Ханако верила в свободную любовь. Я, в принципе, тоже. Но еще я наслаждался каждой секундой, когда мы были вместе. Мне хотелось, чтобы наши ночи на верхнем этаже съемных апартаментов «Санайех» никогда не кончались. Раньше мне казалось: о том, как любить женщину, я знаю все. Оказалось, не знал ничего. Она была моим учителем, моим наставником, проводником к райским вратам. Я не мог вообразить, что существуют подобные наслаждения. Но она также дала мне понять, что в душе я все еще был реакционером. Когда мы лежали вместе, курили, смотрели на залитое солнцем небо, раскинувшееся над старым городом, она объяснила мне, что я никогда не буду обладать ею, поскольку она — свободный человек, который свободно дарит мне свою любовь. Она не принадлежит ни одному мужчине. Единственный ее господин — Революция.

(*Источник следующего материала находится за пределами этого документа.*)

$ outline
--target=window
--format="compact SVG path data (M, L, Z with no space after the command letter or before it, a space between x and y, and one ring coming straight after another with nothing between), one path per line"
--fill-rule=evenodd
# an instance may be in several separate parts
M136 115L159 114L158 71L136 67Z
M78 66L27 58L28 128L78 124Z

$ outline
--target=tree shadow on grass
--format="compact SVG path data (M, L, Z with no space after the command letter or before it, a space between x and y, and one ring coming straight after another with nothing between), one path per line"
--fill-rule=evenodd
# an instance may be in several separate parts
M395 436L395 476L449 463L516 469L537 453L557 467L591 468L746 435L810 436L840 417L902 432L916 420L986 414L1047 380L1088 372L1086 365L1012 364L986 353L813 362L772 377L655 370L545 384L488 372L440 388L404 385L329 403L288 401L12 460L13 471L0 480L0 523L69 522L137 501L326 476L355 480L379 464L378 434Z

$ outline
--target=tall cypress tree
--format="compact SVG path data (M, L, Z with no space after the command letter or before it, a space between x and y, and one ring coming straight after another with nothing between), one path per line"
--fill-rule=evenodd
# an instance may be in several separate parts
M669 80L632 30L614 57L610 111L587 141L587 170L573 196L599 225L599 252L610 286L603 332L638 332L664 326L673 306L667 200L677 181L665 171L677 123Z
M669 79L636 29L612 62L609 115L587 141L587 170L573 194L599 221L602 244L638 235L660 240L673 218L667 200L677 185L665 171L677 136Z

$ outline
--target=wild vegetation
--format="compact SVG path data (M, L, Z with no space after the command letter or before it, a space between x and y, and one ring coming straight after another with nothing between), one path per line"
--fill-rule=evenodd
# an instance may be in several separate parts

Конечно же мне было известно, что я лицемер и ничем не лучше тех японских белых воротничков, что возвращаются домой к своим верным женам, подрочив в кинотеатре на порнушку, в которой кто-то насилует школьниц. Я хотел, чтобы Ханако была моей полностью. Мысль о том, что она тает в руках другого мужчины, предлагает ему свою страсть, наполняла меня завистливой яростью. Я знал, что она спала с Абу Бассамом и продолжает спать с Абу Вахидом, шефом отдела пропаганды, толстым темнокожим мужланом, который брал женщин в любовницы так, словно это было его естественным правом. Когда я сказал Ханако, что люблю ее, она ответила, что тоже меня любит — но не только меня. Когда же я начал возражать, она рассердилась.
— Да кто ты такой, по-твоему, а? — закричала она. — Зачем ты здесь, как ты думаешь? Это тебе не женская гимназия, понял? Мы боремся за нашу свободу! Не только за свободу Палестины. За свободу для всех нас!
Я знал, что никогда не смогу с ней согласиться. Поэтому решил прибегнуть к другой тактике.
— Но Абу Вахид, он просто головорез, — сказал я. — Он
Она ушла в ярости. Через несколько дней, когда мы снова стали общаться, она сказала:
— Абу Вахид — герой революции!
Почему это давало ему какие-то особые права на Ханако, было совершенно не ясно, но спорить я перестал. Научился жить с мыслью, что делю ее с кем-то еще. Лучше рыбий хвост, чем совсем без рыбы.
Да и виделся я с нею не так уж и часто: она все время была в каких-то командировках, перемещалась с одного безопасного места на другое, часто с Абу Вахидом, который был также и моим боссом, поскольку в штабе НФОП решили, что лучше будет, если я стану заниматься производством пропагандистских фильмов. Работа мне нравилась, даже несмотря на то, что все эпизоды, которые я снимал — коммандос, стреляющие по сионистам, женщины, занимающиеся домашним хозяйством, дети, поющие революционные песни, — были срежиссированы специально, чтобы показать палестинцев в лучшем виде. Но это меня не волновало. Буржуазное телевидение тоже все было постановочным, продвигало консюмеризм и капиталистическую систему. Я находился в тех же рамках, что и первые советские кинорежиссеры. Как Пудовкин. Искусство никогда не бывает нейтральным. Все является отражением взаимодействия различных сил. Мои фильмы, снятые на шестнадцатимиллиметровую пленку, были сделаны для того, чтобы дать власть и силу тем, у кого их не было.
По Японии я почти не скучал. Единственное, по чему я на самом деле тосковал, — дымящаяся чашка супа мисо с плавающей в нем японской лапшой. В Бейруте готовили китайскую лапшу, но вкус у нее был другой. А иногда я скучал по моим друзьям. Однажды к нам в Бейрут прилетел Хаяси, но дня через три заскучал по дому, не смог вынести местную еду и умотал обратно в Токио. Еще я получил длинное письмо от Ямагути-сан — как всегда, полное энтузиазма. Она гордилась тем, что стала первым японским журналистом, взявшим интервью у самого Ким Ир Сена в Пхеньяне.